I couldn’t totally understand how something that was diagnosed as mild felt so, well, not mild, and that became clearer after seeing the physio, and then a gynecologist…explicit details aside, my gut was impacting my rectum, which was also joining in the fun with my bladder. Party in Clare’s vagina! Sorry, I found humour one of my main tools in not finding this less bleak than it was. During my pregnancy I had discovered that gluten gave me reeeeeally bad heartburn, which I thought was just a pregnancy thing, so after I gave birth, I was pretty desperate for those doughnuts, and got involved with all things gluten, we were always very good friends…but as I investigated my various issues and specifically my poorly functioning gut, I realised, to my devastation, that I would need to break all soul ties with Dunkin Donuts, gluten was in fact causing the problem…the butt one at least, the bladder was an unfortunate consequence of weak connective tissue/pushing a baby out/bad luck…

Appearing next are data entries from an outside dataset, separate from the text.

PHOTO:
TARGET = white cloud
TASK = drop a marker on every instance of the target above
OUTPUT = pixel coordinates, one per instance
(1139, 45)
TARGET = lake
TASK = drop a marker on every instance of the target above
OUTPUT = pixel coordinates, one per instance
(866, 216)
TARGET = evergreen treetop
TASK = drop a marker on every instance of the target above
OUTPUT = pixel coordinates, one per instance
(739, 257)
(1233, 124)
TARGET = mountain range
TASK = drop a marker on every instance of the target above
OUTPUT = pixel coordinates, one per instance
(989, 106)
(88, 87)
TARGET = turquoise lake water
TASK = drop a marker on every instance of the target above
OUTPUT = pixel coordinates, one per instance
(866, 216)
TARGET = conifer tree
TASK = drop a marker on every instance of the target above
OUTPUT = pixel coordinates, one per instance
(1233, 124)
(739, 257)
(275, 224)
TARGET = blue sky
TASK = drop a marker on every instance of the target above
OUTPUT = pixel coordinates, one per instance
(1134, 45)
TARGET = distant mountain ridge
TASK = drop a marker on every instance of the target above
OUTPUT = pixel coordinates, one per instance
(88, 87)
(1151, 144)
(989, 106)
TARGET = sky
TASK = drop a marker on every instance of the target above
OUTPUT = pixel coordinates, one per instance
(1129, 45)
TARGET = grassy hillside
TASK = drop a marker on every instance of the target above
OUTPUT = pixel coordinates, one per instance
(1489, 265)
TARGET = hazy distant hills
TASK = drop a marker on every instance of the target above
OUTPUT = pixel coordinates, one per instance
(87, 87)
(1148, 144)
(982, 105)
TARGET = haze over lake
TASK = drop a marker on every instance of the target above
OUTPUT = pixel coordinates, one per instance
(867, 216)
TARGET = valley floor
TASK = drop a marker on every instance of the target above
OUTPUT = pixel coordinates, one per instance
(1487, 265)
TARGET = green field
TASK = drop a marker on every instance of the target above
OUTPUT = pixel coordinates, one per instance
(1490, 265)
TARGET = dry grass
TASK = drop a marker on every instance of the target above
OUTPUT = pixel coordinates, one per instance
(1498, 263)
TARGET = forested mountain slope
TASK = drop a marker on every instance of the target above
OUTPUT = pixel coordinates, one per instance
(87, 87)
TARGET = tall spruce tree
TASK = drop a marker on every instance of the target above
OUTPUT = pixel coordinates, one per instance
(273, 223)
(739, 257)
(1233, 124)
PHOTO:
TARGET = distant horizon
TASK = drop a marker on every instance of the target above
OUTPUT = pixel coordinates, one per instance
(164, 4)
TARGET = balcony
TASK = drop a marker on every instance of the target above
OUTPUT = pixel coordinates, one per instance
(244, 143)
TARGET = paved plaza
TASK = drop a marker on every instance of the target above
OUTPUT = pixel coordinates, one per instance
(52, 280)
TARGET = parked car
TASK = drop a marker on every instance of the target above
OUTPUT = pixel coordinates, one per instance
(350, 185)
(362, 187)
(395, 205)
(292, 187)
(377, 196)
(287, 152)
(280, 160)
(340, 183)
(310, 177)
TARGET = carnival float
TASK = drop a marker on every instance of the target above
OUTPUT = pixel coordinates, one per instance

As I corrected my diet (minus a few relapses), thankfully, things drastically improved and I began to feel like my body was my own again, I guess this was probably around the seven month mark, and it was here that I built more confidence in being out and about, but honestly, I’m still pretty aware of what I can or can’t do, although a big chunk of that is fear, rather than reality, but my pelvic floor is still needing a lot of love. I also had a pretty significant visit to the state hospital where my ass doctor (lols colo-rectal specialist) told me that if things were improving rather than getting worse, these issues aren’t black or white, and surgery should be a last option (although that’s not what the private sector told me, thanks for that) and then said these very non-doctory words which spoke to my spirit “you need to stop living in fear, and live your life”. At this stage I was going to the doctor looking for a miracle, that I could testify and shout from the rooftops, or a pragmatic we-can-fix-it solution…and instead what I got was peace.
I have found this road pretty isolating, not because I haven’t let people into this story with me, nor for lack of support, but really just the constant knowing in the back my mind that anything could drop at any time. What if I walk too long, too quickly, if I laugh too hard, if I worship too freely, if I have to bounce Hudson to sleep for too long? And I guess not really knowing anyone who’s had the same issues, and feeling a bit weird and a bit like less of a woman for not being able to handle childbirth (I know this is ridiculous, at least the lie of it is, but the feeling of it wasn’t).
But, the whole way through this journey, God has been talking to me a lot about surrender, about leaning back, about how I was enough, and later on, about how a drooping rectum wasn’t the end of the world. Perspective is a helpful thing, but I know he also let me roll around in my frustration and pity without judgement or trying to hurry towards peace before I was ready. But that’s me. And this is the middle of the story rather than the end, because I have recently become aware of how much fear I have in me for another baba, the fear of losing another, and the fear of losing control of more of my internals. His promise is peace, to live my life without fear, receiving perfect love…but I’m definitely in the middle, and for now, the middle is ok.